Inside! Many snake keepers claim that feeding a snake inside its enclosure will create a phenomenon known as “cage aggression.” This should not be a problem as long as the keeper uses a paper towel roll or snake hook to alert the snake before handling. Ball pythons are ambush predators, which means that they don’t go hunting for their prey — they wait for it to come to them. Removing a ball python from its enclosure for feedings only stresses the snake out and often results in refusing to eat even when they’re hungry.
It’s okay for your ball python to skip meals
In the wild, adult ball pythons eat only an average of 10x/year, and even snakes in the most naturalistic enclosures with the best care will still “fast,” usually during cooler times of the year. Young adult females around 1000g are particularly notorious for this — a phenomenon called “the Wall.” Males also tend to fast for a limited amount of time during breeding season.
As long as your snake isn’t losing too much weight (more than 10% of body weight) and appears otherwise healthy, there’s no reason to freak out. You can monitor his/her weight with a digital kitchen scale. Weigh weekly for best results.
How do you know if a ball python is eating too much?
It’s difficult to tell whether a snake is obese, but not impossible. An imaginary cross-section of a healthy ball python would look a bit like a melted Hershey Kiss, round on the sides with a gentle peak at the top (the spine). A prominent spine means that the snake isn’t eating enough, and an invisible spine means that the snake needs to eat less.
Obesity is a rampant problem among pet snakes, and especially in ball pythons. For more information and a helpful visual, go here.
What is erratic feeding, and is it a good idea?
Erratic feeding is a feeding “schedule” with no schedule at all.
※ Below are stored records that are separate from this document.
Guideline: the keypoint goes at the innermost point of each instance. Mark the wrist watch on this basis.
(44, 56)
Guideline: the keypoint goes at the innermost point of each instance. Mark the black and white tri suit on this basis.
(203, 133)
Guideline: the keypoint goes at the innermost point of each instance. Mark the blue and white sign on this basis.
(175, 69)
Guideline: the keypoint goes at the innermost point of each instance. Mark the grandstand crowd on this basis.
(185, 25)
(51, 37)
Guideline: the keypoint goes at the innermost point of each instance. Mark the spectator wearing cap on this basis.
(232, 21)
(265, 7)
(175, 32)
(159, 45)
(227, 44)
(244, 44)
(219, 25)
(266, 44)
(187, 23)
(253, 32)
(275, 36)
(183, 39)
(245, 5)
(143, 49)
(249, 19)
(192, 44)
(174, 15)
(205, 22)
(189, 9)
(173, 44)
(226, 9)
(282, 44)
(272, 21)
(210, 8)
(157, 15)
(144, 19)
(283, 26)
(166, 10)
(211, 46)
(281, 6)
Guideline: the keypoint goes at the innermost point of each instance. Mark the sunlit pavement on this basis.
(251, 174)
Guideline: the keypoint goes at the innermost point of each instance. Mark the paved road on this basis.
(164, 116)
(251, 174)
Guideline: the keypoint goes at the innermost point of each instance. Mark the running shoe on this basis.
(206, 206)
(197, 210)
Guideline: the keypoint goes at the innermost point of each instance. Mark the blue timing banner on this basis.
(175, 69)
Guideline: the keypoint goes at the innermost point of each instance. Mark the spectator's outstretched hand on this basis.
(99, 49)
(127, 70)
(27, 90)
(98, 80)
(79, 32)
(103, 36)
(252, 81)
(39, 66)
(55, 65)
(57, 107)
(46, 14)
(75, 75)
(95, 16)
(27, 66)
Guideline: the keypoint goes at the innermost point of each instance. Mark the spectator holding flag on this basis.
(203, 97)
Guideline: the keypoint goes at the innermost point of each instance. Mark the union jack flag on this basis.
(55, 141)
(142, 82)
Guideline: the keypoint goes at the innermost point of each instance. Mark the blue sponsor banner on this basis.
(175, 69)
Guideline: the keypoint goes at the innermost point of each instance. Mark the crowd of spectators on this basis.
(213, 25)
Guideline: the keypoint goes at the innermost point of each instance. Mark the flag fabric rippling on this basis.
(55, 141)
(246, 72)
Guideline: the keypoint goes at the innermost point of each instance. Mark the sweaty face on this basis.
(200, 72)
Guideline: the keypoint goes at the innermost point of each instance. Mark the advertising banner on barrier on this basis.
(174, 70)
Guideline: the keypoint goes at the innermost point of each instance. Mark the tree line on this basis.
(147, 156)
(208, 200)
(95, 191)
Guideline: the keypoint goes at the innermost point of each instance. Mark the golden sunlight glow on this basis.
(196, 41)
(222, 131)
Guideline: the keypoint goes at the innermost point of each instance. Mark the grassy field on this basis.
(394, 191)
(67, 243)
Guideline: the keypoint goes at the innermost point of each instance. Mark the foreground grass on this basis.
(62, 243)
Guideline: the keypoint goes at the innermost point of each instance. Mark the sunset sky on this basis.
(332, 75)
There is no feeding schedule in the wild, which means that ball pythons need to be opportunistic predators if they want to eat. That means active hunting and not refusing what they manage to find. When ball pythons are fed erratically in captivity, they demonstrate a stronger feeding response and tend to be more active because they’re “hunting.” You can feed erratically by randomizing the type of prey offered, the size (within reason), how it is presented (live vs F/T), time of day, time between feedings, tongs vs hiding for the snake to find, etc.
Of course, the snake should still receive food regularly. This is not justification for starvation.
Will erratic feeding make your snake more aggressive? If you are concerned that changing your ball python’s schedule will make it more likely to bite or otherwise treat you like food, train it to associate a light touch from a paper towel roll or snake hook with handling time — not food time. Ball pythons are smart enough to know the difference and act accordingly.
PRO TIP: When buying your ball python, ask the breeder if it’s a good eater!
Aside from regulating humidity, a large water bowl gives your snake a place to soak, as well as (obviously) stay hydrated. Keep filled with clean water and change every 2-3 days. Naturally, if it gets soiled before then, scrub the bowl with a bleach solution and replace water immediately.
Note: There is a common belief that distilled or softened water is better for reptiles than tap (hard) water. This is false. While it is better to use these for misting because they don’t leave mineral residue, the lack of minerals creates osmotic imbalance within the snakes body after ingestion. As a result, the body has to give away its own minerals and electrolytes to restore balance. Over time, this may actually lead to dehydration, even when the snake is drinking regularly.